The Short Answer
A full brief is regular underwear with maximum coverage in soft, comfortable fabric. A control brief is shapewear — same coverage area but with compression fabric (power mesh, spandex blends, bonded panels) designed to smooth and flatten the belly, hips, and thighs.
Construction Side by Side
| Feature | Full Brief | Control Brief |
|---|---|---|
| Primary purpose | Comfort + coverage | Smoothing + shaping |
| Fabric | Cotton, microfiber | Power mesh, spandex, bonded panels |
| Thickness | Normal | Thicker, often double-layered |
| Elasticity | Standard stretch | Heavy compression |
| Edges | Elastic binding | Often bonded/laser-cut (seamless) |
| Price range | $3–15 | $15–60+ |
How to Tell Them Apart
Pick them up. A full brief is lightweight and soft — it drapes.

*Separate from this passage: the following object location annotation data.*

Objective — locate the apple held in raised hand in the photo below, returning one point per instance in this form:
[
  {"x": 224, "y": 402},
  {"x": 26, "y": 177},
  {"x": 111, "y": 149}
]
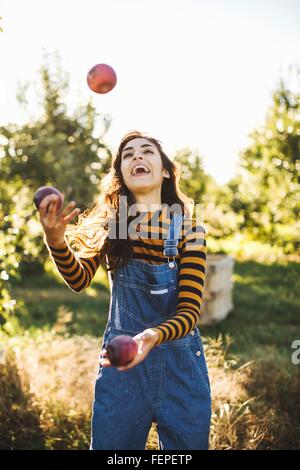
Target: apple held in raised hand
[
  {"x": 121, "y": 350},
  {"x": 44, "y": 191}
]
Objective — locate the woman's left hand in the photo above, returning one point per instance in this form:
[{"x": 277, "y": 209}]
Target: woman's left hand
[{"x": 145, "y": 340}]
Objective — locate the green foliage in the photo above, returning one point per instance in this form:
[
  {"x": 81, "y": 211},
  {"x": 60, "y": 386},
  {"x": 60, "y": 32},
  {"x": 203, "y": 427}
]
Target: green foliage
[
  {"x": 54, "y": 149},
  {"x": 265, "y": 193}
]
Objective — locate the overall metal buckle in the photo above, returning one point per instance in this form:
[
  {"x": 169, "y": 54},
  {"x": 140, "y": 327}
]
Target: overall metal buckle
[{"x": 172, "y": 263}]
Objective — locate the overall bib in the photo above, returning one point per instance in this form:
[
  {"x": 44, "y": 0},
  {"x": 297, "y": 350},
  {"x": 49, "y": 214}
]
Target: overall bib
[{"x": 171, "y": 386}]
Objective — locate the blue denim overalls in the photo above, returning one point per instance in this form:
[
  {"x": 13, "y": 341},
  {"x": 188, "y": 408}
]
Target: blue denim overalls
[{"x": 171, "y": 386}]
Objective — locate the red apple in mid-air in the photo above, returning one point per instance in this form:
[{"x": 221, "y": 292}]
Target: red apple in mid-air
[
  {"x": 44, "y": 191},
  {"x": 101, "y": 78},
  {"x": 121, "y": 350}
]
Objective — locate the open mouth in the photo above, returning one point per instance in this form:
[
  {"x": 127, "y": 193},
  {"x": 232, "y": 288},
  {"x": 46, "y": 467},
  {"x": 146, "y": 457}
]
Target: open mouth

A control brief is noticeably heavier, stiffer, and springs back into shape when stretched. The fabric feels different in your hands: full briefs feel like regular clothing, control briefs feel like athletic compression gear.
The Spanx Effect
Before Spanx launched in 2000, "shapewear" meant uncomfortable girdles your grandmother avoided wearing. Sara Blakely reinvented the category by making compression feel less like armor and more like a second skin. Modern control briefs from Skims, Spanx, and Commando are genuinely comfortable for 8+ hours — a different universe from 1990s shapewear.